When I render my final image in multilayer EXR and open it it After effects or Fusion, and work with a proper workflow to convert it to sRGB it shows me an overexposed image. I didn’t have this when I render with Arnold for example.
When I render the same scene and save it as a png, I don’t have this issue. Any settings in Blender for exr I should change?
Zombie revival - did you find out why? I read somewhere else (Otoy) it has something to do with Multipass and Linear instead RGB color space. So I tested a bit, but I don’t really know what I’m talking about…
How does this:
There’s absolutely nothing remaining of the little interior present inside the apartment. In fact, it looks like what ppl associate with meeting their maker
I tried setting the Filmic contrast to “none” (previously “very high”), that was much better, but still unrealistically high. Especially the brightness inside the apartment completely throws me off, this is simply JUNK.

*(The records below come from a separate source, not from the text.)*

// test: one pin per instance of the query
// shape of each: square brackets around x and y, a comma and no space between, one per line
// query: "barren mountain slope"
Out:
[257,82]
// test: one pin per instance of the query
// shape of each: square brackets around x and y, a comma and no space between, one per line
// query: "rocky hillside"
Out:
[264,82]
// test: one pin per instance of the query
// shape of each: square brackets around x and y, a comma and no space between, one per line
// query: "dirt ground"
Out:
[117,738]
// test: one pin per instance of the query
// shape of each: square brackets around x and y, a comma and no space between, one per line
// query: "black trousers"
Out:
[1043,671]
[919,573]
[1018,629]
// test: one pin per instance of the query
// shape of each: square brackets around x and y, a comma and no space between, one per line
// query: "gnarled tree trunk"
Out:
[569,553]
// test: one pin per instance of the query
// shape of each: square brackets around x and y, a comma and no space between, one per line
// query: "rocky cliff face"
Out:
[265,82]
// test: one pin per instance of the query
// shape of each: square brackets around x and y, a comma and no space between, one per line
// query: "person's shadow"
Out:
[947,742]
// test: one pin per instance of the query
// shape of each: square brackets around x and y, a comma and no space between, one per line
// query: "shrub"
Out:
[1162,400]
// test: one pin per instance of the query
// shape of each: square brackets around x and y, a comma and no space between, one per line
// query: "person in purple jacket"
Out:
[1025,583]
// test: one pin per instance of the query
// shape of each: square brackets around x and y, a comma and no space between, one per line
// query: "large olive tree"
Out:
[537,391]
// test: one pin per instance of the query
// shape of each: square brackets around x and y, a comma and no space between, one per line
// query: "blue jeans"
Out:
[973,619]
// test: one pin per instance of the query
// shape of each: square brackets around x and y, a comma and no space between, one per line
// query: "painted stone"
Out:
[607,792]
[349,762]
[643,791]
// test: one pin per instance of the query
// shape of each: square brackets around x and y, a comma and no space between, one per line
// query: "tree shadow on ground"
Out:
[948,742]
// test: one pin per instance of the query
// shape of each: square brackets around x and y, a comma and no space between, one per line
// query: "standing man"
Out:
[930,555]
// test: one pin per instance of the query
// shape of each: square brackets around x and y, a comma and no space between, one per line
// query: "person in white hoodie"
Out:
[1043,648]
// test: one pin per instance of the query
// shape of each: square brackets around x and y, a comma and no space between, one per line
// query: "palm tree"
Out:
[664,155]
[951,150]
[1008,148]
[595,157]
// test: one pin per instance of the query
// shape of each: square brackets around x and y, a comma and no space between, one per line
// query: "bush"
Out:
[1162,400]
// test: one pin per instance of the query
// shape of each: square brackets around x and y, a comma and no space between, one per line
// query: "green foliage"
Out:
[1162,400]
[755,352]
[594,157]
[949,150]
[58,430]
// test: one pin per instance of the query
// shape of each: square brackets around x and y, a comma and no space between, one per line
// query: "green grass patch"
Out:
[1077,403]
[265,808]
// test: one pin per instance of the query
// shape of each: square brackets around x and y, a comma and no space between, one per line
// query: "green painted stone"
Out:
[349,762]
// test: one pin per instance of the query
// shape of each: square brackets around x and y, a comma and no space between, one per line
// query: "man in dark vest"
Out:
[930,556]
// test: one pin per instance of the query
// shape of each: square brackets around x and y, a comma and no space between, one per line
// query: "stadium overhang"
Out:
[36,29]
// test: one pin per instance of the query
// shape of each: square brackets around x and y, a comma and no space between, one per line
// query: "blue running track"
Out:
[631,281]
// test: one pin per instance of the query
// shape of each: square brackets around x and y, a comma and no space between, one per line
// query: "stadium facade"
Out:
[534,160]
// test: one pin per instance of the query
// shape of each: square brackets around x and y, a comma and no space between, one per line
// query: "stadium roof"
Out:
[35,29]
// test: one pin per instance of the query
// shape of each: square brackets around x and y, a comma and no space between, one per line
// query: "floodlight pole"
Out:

Since I’m rendering animation files, I can’t process them in Photoshop as I usually did to avoid learning to use the compositor But I guess there’s no way around that, right? In AE, I can only shift the white point, which will darken the entire image, just like Film exposure in Blender. There’s supposed to be an “HDR” setting somewhere, which I can’t locate (using E-Cycles).
Using Curves now in the render settings, that should render OK for AE import?
Do you have a version of this render that is high-samples instead of relying on denoising? My first guess looking at these is that the bright denoised version is actually correct, the noisy one just looks darker because too few of the bright light sources have been properly sampled. The denoiser (correctly?) guesses that more light samples will be as bright as the few hot spots it found and the correct lighting result is to interpolate that brightness everywhere.
EXRs hold far more data than a general JPEG or PNG. Because of this they will appear “overexposed” when converted to an ordinary image, even though the “overexposed” areas still have all the detail. You have to change the contrast values (in whatever your editing program is) for the EXR to not look overexposed. Just make sure you change the contrast values before converting to 8-bit.